Foreign-owner limits in finance end next year

Top News | REUTERS 3 Jul 2019

China will end ownership limits for foreign investors in its financial sector in 2020 - a year earlier than scheduled - Premier Li Keqiang has revealed.

The manufacturing sector will also be opened further, including the auto industry, and China will reduce its negative investment list that restricts foreign investment in some areas, Li said yesterday at the World Economic Forum in the port city of Dalian.

Beijing's signal that it is quickening the pace of opening up came after the leaders of China and the United States agreed at the weekend to restart trade talks in another attempt to end a bruising tariff war.

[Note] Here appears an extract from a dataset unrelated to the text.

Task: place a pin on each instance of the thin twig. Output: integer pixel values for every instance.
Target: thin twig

But analysts doubt a ceasefire will lead to a sustained easing of tensions and warn that lingering uncertainty could dampen corporate spending and global growth.

"We will achieve the goal of abolishing ownership limits in securities, futures and life insurance for foreign investors a year earlier than the original schedule of 2021," Li said.

Foreign investment banks such as Morgan Stanley are looking to join HSBC, JPMorgan Chase, Nomura Holdings and UBS Group in owning controlling stakes in onshore securities joint ventures in China under liberalized rules announced in 2017.

"JPMorgan welcomes any decision made by the Chinese government that looks to liberalize its financial sector further," said the bank's China chief executive, Mark Leung.

Citigroup, which is in the process of setting up a majority-owned securities joint venture in China, also welcomed "any move that leads to the further opening up of the Chinese financial system."

Beijing has recently allowed many foreign financial firms to either set up new businesses onshore or expand their presence through majority ownership in domestic joint ventures across mutual funds, insurance and brokerage businesses.

Morgan Stanley is likely to get regulatory approval for owning a majority stake in the second half of this year.

China is moving forward the schedule to show the world that it will not stop opening up its financial sector, Li said, adding that the government will also reduce restrictions next year on market access for foreign investors in the value-added telecoms services and transport sectors.

Leaders of the G20 major economies had at the weekend warned of growing risks to the global economy but stopped short of denouncing protectionism after talks some members described as difficult.

Echoing the sentiment, Li said protectionism is rising amid a slowing global economy, and common ground must be sought. "I believe people are all in the same boat. We should promote the spirit of partnership, carry out equal consultations, seek common ground while reserving differences and manage and control disputes," Li said.